In the days that followed, Hopper’s wild and abrasive behavior continued, and many lost confidence in his free form, improvisational approach. At his core, Hopper knew what he was trying to convey: American culture had a profoundly strange (and often negative) effect around the world, especially at that moment in time, following the peak of the Vietnam War. The Last Movie illuminates the personal facades we put on and the confusion between fantasy and reality that arise because of these facades. This becomes abundantly clear as the film unfolds. Hopper, like the ever-changing definition of the American Dream, was burdened with too many influences and ideas for this film; he was pulled in multiple directions by competing artistic forces, including those that didn’t align with the film’s original screenplay. He found inspiration in the abstractness of Jackson Pollack’s paintings and experimental multidisciplinary filmmaker Bruce Conner, whose influence can be felt most strongly in the final twenty minutes of The Last Movie. French New Wave’s Jean-Luc Godard was another muse, and Hopper often cited his now-famous (if not somewhat overused) declaration, “A story should have a beginning, a middle, and an end, but not necessarily in that order.”

This abstract and, at times, surrealist mindset carried over into the editing process as Hopper set up shop in New Mexico and tried to craft the story out of 40 hours worth of film. Directors Alejandro Jodorowsky (El Topo) and Nicholas Ray (Rebel Without a Cause) offered to help him make sense of his narrative. But as Hopper withdrew further into his own drug- and alcohol-addled mind, he threw out their suggestions. Hopper insisted the film needed to exceed expectations, which it couldn’t do by being some standard, chronological fare. According to sound effects editor Jim Nelson, the original film that followed a linear chronology was a damn good movie. But, 16 months after editing began, the film as we now know it was complete.

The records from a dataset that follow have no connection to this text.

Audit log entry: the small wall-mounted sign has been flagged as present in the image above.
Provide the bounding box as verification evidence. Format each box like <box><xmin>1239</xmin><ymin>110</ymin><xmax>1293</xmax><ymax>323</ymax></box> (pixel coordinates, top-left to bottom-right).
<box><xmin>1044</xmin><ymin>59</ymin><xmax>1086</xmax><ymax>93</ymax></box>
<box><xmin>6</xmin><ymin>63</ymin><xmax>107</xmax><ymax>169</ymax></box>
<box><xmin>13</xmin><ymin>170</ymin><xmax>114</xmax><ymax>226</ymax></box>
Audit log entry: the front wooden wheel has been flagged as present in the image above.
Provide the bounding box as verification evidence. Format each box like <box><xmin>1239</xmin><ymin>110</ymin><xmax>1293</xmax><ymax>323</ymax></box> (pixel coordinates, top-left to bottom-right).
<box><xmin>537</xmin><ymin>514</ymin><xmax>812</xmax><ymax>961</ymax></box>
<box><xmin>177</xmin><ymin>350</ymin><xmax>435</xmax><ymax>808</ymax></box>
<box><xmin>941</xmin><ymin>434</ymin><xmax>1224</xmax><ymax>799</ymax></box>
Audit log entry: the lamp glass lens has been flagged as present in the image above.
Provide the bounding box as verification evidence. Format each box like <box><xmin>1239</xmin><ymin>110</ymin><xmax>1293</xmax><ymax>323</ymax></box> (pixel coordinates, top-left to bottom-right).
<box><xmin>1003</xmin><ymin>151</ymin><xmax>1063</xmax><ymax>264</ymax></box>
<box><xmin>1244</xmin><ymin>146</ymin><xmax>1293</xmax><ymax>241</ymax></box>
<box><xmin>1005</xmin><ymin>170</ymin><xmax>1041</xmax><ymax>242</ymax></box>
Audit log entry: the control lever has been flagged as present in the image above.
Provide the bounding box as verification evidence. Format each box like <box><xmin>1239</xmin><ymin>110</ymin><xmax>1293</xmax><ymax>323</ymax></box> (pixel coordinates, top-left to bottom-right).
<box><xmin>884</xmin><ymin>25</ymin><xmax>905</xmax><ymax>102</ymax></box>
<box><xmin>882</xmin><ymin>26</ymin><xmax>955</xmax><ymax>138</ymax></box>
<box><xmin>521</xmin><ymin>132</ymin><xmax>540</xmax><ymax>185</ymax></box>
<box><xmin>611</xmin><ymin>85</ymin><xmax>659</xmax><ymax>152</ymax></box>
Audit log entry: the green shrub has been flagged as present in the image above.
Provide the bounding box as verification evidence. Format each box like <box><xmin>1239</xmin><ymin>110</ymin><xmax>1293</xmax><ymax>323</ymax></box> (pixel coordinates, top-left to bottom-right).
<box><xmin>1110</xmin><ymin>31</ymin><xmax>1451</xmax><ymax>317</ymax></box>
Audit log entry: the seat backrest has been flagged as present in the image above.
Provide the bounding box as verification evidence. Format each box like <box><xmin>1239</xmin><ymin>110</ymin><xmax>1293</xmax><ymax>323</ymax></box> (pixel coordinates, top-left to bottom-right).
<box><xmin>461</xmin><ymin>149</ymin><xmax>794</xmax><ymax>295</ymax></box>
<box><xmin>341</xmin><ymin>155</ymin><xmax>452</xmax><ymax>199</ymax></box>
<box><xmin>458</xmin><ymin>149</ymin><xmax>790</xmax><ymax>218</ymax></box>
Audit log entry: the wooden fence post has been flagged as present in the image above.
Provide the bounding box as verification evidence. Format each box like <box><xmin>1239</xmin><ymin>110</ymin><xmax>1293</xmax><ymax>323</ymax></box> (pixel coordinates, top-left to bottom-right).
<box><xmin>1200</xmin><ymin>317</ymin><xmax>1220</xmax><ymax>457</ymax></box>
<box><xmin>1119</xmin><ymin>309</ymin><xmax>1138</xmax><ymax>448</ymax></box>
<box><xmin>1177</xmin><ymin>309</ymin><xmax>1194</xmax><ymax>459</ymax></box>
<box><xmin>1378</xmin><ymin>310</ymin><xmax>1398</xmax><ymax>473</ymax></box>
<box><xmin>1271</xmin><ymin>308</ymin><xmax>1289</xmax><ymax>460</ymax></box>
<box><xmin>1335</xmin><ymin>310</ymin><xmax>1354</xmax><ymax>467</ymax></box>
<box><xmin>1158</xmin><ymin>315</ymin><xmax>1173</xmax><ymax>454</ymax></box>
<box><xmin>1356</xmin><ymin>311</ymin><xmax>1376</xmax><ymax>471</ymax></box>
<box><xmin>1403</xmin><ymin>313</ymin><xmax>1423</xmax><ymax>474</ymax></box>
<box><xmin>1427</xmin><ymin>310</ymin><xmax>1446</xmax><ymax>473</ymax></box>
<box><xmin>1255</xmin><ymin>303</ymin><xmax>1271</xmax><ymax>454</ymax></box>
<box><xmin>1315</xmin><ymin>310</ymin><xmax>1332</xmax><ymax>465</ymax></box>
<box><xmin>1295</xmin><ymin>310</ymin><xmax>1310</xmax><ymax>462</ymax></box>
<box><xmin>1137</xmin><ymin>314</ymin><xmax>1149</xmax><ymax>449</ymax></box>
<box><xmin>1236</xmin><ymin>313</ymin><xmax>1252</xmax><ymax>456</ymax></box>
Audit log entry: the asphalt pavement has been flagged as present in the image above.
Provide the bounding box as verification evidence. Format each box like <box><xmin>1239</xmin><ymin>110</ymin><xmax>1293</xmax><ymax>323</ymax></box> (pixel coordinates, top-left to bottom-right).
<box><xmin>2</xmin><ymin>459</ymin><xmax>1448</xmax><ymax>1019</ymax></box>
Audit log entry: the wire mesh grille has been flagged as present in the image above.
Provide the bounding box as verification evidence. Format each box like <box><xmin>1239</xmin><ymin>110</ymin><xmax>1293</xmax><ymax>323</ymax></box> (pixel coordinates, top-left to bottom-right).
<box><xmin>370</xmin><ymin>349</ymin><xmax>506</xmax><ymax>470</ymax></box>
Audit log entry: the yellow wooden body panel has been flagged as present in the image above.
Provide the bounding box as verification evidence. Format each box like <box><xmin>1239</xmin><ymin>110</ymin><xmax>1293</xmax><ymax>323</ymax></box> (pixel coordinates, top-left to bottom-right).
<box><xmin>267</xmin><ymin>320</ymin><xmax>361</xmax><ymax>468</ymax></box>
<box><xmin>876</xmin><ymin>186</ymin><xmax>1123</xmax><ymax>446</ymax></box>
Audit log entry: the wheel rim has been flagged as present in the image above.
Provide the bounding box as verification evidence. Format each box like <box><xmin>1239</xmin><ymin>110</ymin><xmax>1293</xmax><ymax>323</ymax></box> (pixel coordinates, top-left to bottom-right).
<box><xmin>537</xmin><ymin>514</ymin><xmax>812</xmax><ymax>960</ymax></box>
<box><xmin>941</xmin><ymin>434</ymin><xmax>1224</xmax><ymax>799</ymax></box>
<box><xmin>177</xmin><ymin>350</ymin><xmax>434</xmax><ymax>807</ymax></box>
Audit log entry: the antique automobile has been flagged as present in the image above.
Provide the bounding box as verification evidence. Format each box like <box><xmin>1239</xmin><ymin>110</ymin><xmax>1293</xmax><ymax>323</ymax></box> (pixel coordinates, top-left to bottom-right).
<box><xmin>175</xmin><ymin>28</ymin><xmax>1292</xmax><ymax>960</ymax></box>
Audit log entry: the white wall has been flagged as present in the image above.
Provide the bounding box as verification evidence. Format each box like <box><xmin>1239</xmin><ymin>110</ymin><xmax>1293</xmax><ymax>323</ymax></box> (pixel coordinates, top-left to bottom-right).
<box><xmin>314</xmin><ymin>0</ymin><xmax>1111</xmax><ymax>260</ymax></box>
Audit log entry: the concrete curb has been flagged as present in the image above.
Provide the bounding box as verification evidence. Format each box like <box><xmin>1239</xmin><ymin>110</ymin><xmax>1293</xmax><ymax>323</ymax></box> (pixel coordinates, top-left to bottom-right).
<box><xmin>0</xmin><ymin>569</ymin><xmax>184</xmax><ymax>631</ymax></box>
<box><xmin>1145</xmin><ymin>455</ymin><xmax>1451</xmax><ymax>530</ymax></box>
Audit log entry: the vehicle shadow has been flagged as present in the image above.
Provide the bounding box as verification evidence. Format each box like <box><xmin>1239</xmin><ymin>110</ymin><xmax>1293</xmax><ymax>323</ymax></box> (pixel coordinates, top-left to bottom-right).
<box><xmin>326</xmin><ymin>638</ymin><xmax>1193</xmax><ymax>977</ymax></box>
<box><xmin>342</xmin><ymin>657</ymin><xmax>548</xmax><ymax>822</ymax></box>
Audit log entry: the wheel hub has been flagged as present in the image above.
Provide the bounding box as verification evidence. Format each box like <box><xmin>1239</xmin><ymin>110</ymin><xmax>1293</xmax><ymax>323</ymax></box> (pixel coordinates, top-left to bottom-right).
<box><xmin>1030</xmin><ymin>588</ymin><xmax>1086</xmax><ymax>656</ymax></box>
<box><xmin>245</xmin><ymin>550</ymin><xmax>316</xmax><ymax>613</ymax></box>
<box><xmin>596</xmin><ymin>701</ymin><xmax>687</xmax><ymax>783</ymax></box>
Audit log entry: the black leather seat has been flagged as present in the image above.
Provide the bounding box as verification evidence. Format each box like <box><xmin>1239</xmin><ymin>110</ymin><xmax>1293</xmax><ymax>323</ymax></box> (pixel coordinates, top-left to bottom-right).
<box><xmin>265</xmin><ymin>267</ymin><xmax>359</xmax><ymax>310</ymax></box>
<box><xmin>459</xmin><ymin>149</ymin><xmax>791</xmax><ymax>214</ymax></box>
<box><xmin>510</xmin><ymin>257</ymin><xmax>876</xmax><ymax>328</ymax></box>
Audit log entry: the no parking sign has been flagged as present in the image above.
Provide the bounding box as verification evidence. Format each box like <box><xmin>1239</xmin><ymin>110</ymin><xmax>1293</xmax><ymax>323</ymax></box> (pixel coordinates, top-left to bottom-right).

Dennis Hopper’s The Last Movie, 1971. Photo courtesy Arbelos

We have to wonder about the effect had the film played out linearly: would the audience understand more of what drives Kansas as we see him navigating a foreign land, aching to be on top of the world, or would the story lose its mystique? My money is on the latter. Without the chaotic and unnerving editing choices, the film wouldn’t be nearly as intriguingly exasperating. The Last Movie is a gloriously frustrating experiment; it doesn’t feel complete upon its conclusion but stays with you long after viewing it. The film won Best Feature at the 1971 Venice Film Festival, but it left critics and audiences confused, and they absolutely panned the film. This was used to its advantage. Universal took the incomprehensible nature of the film and made it part of their marketing strategy: “The Most Controversial Film of the Year” was plastered in large print across the top of the poster.

Was Hopper a madman or a genius? He was a larger than life figure and an exceedingly expressive person. He became an artist because he couldn’t help but share the conflicts that broiled inside him, something that became more and more evident as his career progressed with films like The American Friend (1977), Apocalypse Now (1979), and Blue Velvet (1986). Screenwriter and actress Tod Davies, who worked with Hopper on Catchfire, once said, “The movies killed Dennis. But the movies kept him alive, too. He loved the movies. He was a star, and he wanted to be a star, but he gave up a lot of human values to be a star, which you have to do. And I think The Last Movie is about that too.”